Macron s’est-il constitué une caisse noire grâce à l’inflation?
Xavier Bertrand, président LR des Hauts-de-France, et la députée RN Marine Le Pen s’accordent pour dénoncer le gouvernement-profiteur de la hausse des prix pour renflouer les caisses de l’Etat. Un fait que réfute le ministère de l’Economie pris le doigt dans le pot de confiture.
«Sur les 30 milliards de surplus de TVA, il faut que l’Etat restitue une partie, c’est-à-dire 8,5 milliards», insiste-t-elle, lundi sur TF1. «Plus il y a d’inflation, plus l’Etat engrange de l’argent. Cette situation est inadmissible : l’Etat ne peut pas s’enrichir en appauvrissant les contribuables. C’est la raison pour laquelle je considère que sur les 30 milliards de surplus de TVA qui ont été encaissés par l’Etat cette année et l’année dernière, il faut que l’Etat en restitue une partie, c’est-à-dire 8,5 milliards, c’est-à-dire ce qu’il reste quand il a rempli ses obligations budgétaires.»
Xavier Bertrand faisait le même constat sur CNews, quelques jours plus tôt, : «Deux euros le litre [d’essence], c’est insupportable pour les Français. Je dis à Bruno Le Maire : monsieur le ministre, vous récoltez un pactole en ce moment, parce que quand le pétrole augmente, l’Etat voit ses recettes fiscales gonfler. Et en plus, la TVA en France, elle s’applique sur le pétrole, mais elle s’applique ensuite sur la TICPE, la taxe [60% du prix du litre de carburant]. Tout ça constitue un pactole. […] Je demande clairement [au ministre] quelles sont les recettes fiscales en plus, car quand vous avez un pactole, vous devez le rendre aux Français, ou alors ça s’appelle une augmentation des impôts.»

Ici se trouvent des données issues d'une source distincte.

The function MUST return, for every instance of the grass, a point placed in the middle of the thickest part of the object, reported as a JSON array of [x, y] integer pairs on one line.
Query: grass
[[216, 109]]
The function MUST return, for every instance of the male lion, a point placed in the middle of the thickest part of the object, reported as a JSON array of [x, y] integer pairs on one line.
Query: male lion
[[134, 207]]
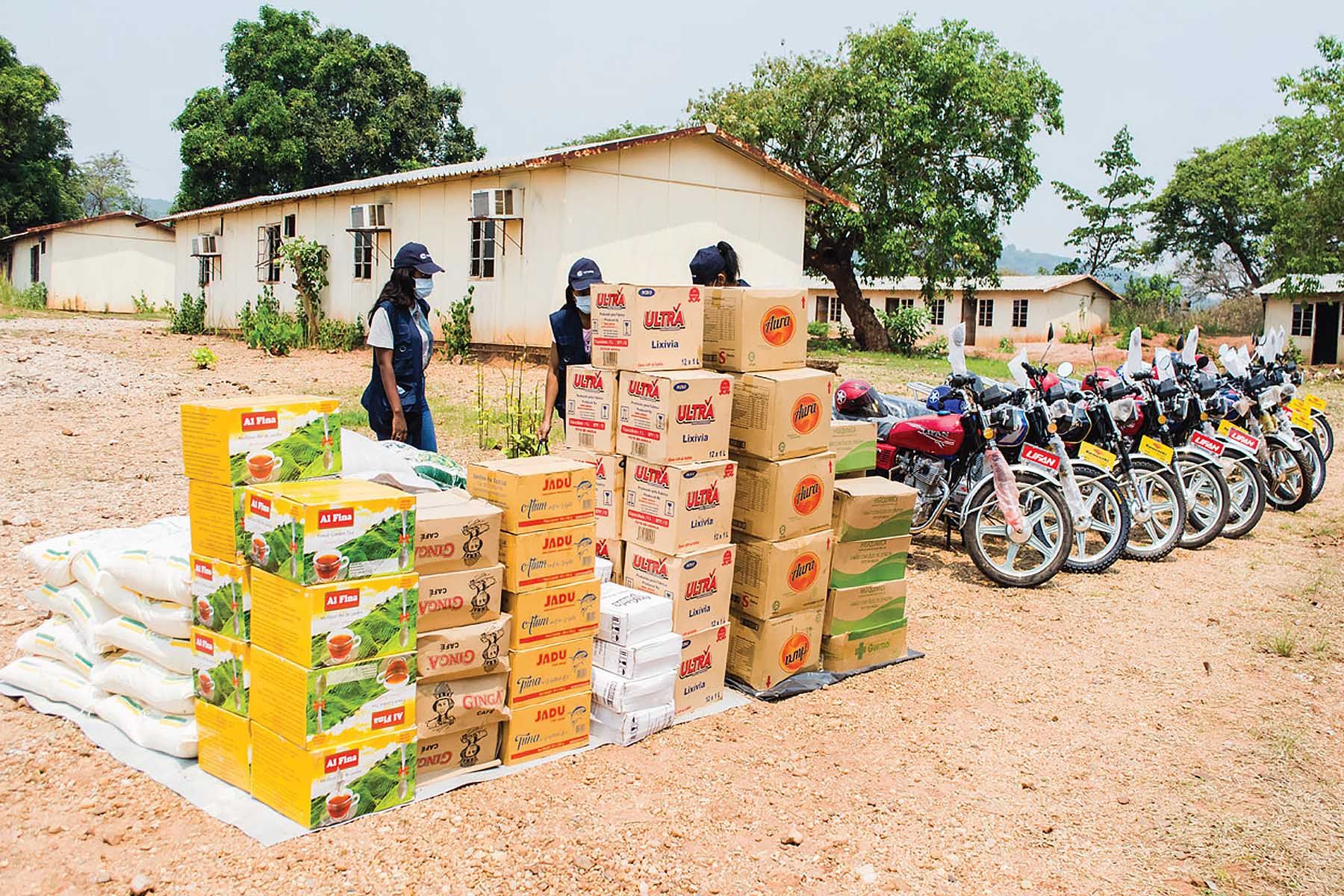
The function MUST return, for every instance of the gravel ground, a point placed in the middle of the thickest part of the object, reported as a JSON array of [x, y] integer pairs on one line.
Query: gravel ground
[[1129, 732]]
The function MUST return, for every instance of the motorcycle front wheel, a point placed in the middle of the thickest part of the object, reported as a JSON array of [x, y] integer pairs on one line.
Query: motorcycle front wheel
[[1004, 561]]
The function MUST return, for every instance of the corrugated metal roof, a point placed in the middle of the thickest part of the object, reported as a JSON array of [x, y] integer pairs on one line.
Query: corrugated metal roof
[[508, 163]]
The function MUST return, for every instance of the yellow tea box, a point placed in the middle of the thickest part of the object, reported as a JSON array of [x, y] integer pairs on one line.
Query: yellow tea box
[[781, 414], [335, 704], [647, 328], [461, 598], [756, 329], [551, 671], [784, 499], [678, 417], [871, 508], [455, 531], [546, 615], [865, 648], [223, 744], [221, 597], [320, 786], [464, 652], [699, 680], [698, 583], [777, 578], [865, 608], [447, 706], [456, 751], [222, 671], [546, 729], [246, 441], [549, 558], [329, 531], [683, 508], [329, 625], [535, 492], [764, 653], [855, 445], [853, 563], [591, 396]]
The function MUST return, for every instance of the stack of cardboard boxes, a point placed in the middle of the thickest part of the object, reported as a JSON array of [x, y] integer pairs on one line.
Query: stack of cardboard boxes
[[550, 600]]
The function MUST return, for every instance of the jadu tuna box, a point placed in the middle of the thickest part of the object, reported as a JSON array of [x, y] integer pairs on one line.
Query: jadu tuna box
[[329, 529], [249, 441], [647, 328]]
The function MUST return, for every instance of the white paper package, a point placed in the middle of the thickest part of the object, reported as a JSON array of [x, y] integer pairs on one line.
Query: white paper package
[[632, 617]]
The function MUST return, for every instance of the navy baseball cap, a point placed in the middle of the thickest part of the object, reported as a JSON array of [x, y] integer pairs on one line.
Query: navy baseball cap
[[584, 274], [416, 255]]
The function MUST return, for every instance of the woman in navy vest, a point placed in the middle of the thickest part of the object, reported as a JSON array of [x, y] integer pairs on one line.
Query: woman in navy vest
[[571, 337], [402, 341]]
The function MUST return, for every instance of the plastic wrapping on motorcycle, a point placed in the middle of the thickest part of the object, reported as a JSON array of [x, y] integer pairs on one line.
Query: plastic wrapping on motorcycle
[[809, 682]]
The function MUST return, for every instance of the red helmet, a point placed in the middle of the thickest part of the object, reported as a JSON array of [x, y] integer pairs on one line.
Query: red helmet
[[858, 398]]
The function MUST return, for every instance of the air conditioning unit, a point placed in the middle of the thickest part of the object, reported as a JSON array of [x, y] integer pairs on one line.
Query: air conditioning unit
[[497, 203], [370, 217]]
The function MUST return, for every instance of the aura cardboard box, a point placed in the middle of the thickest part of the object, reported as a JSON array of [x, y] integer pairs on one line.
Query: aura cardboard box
[[676, 509], [329, 625], [591, 401], [223, 744], [329, 529], [865, 648], [547, 615], [221, 597], [756, 329], [647, 328], [544, 729], [455, 531], [470, 748], [698, 583], [781, 414], [777, 578], [871, 508], [764, 653], [853, 563], [320, 786], [549, 558], [448, 706], [855, 445], [465, 652], [463, 598], [865, 608], [705, 656], [248, 441], [221, 671], [549, 672], [784, 499], [676, 417], [326, 707], [535, 492]]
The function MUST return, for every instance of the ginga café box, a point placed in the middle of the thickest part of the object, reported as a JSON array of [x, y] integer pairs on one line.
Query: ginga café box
[[329, 625], [329, 529], [647, 328], [756, 329], [676, 417]]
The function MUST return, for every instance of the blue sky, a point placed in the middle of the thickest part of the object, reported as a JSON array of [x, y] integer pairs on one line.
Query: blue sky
[[1182, 74]]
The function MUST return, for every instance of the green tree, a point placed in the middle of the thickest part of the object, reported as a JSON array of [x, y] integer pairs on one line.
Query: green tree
[[927, 131], [1108, 238], [35, 164], [302, 108]]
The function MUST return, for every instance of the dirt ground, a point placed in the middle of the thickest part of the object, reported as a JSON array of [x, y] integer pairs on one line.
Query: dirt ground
[[1129, 732]]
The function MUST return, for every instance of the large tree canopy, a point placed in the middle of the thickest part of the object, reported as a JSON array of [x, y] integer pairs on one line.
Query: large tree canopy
[[35, 163], [302, 108], [927, 131]]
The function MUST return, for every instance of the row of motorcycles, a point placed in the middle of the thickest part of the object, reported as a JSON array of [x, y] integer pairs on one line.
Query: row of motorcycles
[[1051, 473]]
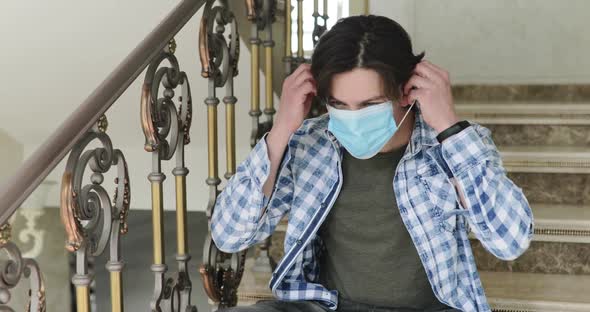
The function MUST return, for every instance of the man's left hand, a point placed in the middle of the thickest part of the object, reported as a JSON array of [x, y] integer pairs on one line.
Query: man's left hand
[[430, 85]]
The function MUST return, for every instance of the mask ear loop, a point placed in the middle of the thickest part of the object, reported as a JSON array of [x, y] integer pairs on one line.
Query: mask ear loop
[[407, 112]]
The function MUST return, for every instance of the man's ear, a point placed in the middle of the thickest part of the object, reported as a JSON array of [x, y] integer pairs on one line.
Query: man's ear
[[403, 102]]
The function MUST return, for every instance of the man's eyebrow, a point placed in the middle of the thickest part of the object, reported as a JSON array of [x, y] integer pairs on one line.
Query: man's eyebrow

L’Etat s’est-il enrichi, avec la TVA, grâce à l’inflation, que ce soit sur l’ensemble de la consommation ou sur les carburants ?
Recettes générées par l’inflation : 10,7 milliards d’euros
Selon l’Insee, les recettes de TVA, après remboursements et dégrèvements par l’Etat, se sont montées, en 2022, à 200 milliards d’euros, contre 185 milliards en 2021. Le montant des recettes induites par la TVA est donc plus élevé avant remboursements… Soit +8 % en un an, alors que la croissance s’affichait à +2,6 % et l’inflation à +5,2 %. En 2023, les recettes étaient attendues, dans le projet de loi de finances, à 215 milliards. Soit environ 30 milliards d’euros sur deux ans (la prévision de comptabilité budgétaire est un peu différente de la comptabilité nationale de l’Insee). Le raisonnement de l’INSEE, succursale de Bercy, est specieux car les recettes réelles de la TVA doivent être chiffrées avant et non pas après retrait des remboursements !…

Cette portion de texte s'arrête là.